Zwischen Überfluss und Armut

Tafeln stehen vor Belastungsprobe

Die Auswirkungen des Krieges in der Ukraine werden auch bei der Tafel in Trostberg sichtbar: Immer mehr Menschen holen sich dort zusätzliche Lebensmittel. Die Einrichtung ist damit gut gefordert.

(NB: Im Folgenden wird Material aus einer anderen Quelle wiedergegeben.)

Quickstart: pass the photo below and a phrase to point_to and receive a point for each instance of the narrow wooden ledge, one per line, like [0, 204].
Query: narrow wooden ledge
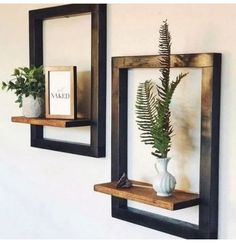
[144, 193]
[51, 122]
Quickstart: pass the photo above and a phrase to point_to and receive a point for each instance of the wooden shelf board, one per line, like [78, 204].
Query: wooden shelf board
[52, 122]
[145, 194]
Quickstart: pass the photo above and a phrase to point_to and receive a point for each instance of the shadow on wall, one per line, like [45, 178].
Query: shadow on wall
[186, 121]
[84, 94]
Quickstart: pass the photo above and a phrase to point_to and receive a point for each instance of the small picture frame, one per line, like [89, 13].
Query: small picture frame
[60, 92]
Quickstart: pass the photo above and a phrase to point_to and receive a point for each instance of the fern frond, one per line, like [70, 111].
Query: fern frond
[146, 111]
[153, 113]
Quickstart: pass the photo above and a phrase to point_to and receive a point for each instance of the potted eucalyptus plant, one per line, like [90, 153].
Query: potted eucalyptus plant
[153, 114]
[28, 85]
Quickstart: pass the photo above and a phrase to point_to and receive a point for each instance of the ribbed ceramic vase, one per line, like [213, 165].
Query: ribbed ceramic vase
[164, 183]
[32, 108]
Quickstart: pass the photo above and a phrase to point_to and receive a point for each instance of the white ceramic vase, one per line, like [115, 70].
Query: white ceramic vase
[164, 183]
[32, 108]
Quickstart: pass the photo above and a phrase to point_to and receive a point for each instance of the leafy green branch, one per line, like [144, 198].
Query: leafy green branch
[153, 112]
[26, 82]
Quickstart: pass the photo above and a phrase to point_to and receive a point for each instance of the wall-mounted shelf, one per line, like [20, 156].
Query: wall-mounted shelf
[51, 122]
[96, 148]
[144, 193]
[207, 227]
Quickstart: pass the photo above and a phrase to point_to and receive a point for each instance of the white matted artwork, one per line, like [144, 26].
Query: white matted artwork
[60, 92]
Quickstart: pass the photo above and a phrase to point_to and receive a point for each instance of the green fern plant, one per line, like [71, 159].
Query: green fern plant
[25, 82]
[153, 101]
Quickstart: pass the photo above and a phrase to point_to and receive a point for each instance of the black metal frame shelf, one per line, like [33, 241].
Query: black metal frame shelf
[210, 64]
[98, 84]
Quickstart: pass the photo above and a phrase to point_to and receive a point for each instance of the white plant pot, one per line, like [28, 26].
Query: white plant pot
[164, 183]
[32, 108]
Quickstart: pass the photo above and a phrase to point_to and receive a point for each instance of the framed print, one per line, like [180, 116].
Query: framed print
[60, 92]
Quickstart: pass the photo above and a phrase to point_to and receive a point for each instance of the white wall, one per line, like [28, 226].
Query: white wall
[47, 194]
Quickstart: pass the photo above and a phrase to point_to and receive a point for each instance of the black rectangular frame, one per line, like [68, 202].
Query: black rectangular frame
[210, 63]
[98, 84]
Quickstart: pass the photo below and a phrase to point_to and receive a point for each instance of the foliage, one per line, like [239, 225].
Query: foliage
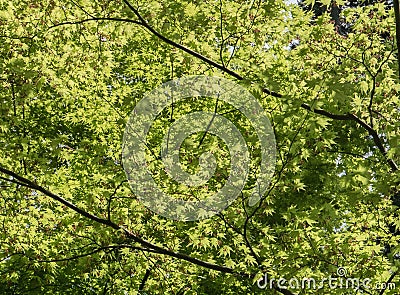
[71, 72]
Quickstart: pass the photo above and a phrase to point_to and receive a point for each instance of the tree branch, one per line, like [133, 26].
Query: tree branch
[128, 234]
[352, 117]
[396, 7]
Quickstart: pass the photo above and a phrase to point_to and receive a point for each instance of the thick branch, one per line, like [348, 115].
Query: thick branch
[130, 235]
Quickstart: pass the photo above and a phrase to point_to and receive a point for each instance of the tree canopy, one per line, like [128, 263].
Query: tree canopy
[72, 72]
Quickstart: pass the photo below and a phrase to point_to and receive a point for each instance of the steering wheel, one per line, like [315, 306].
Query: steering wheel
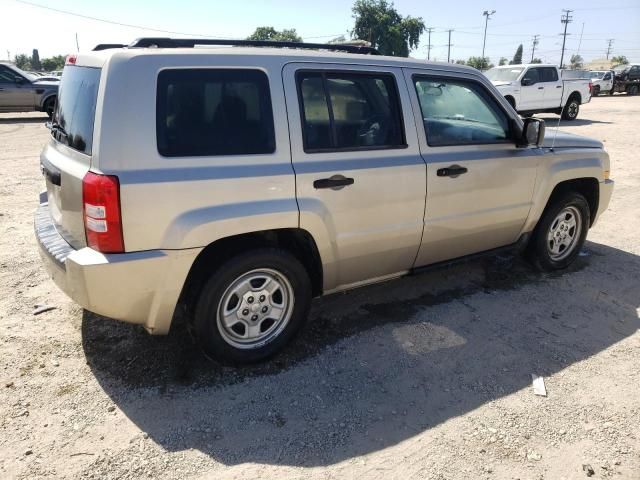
[373, 131]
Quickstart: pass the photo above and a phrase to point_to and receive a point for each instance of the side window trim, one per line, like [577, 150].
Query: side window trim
[495, 106]
[324, 73]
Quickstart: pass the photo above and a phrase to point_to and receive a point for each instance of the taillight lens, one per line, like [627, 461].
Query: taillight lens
[101, 210]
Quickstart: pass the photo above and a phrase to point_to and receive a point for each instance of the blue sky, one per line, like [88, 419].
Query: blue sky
[25, 27]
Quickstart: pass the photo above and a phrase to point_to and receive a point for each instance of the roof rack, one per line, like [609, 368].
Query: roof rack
[160, 42]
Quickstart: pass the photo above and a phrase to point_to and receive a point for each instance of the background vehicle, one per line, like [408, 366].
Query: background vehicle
[602, 81]
[249, 180]
[540, 88]
[627, 79]
[24, 92]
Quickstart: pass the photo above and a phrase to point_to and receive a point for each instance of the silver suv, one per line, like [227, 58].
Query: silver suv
[22, 91]
[242, 182]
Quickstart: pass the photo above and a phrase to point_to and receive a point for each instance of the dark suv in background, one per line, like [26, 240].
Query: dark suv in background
[21, 91]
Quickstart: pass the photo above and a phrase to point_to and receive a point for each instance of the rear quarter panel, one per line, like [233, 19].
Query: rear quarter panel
[187, 202]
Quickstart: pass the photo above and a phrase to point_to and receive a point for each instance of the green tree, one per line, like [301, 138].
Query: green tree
[576, 62]
[35, 60]
[270, 33]
[480, 63]
[619, 60]
[378, 22]
[53, 63]
[22, 61]
[517, 57]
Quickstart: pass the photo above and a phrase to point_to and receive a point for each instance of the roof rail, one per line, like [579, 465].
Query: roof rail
[107, 46]
[160, 42]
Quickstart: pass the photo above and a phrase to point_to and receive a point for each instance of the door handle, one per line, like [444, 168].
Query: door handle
[452, 171]
[335, 182]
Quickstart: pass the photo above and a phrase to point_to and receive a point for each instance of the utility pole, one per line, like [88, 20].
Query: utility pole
[533, 48]
[429, 30]
[487, 15]
[609, 47]
[566, 19]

Die Leiterin der Tafel, Uli Bergmann-Fritz, mit den Ehrenamtlichen Wolfang Ebert und Elisabeth Hellinger. © SMB/Wastlhuber

Trostberg – Mittwochnachmittag, kurz vor halb drei. Auf dem Gehweg vor dem Tafelladen versammeln sich immer mehr Menschen, sie haben Taschen und Körbe dabei. An die 100 werden es an diesem Nachmittag noch werden. Die Tür öffnet sich, Ulrike Bergmann-Fritz kommt heraus. Sie achtet bei den Nutzern auf die Einhaltung der richtigen Reihenfolge. „Schön, dass Sie wieder da sind“, sagt die Leiterin der Tafel und lächelt einer wartenden Frau zu. Schon ist sie wieder drinnen verschwunden. Es gibt viel zu tun und seit dem russischen Angriff auf die Ukraine noch mehr.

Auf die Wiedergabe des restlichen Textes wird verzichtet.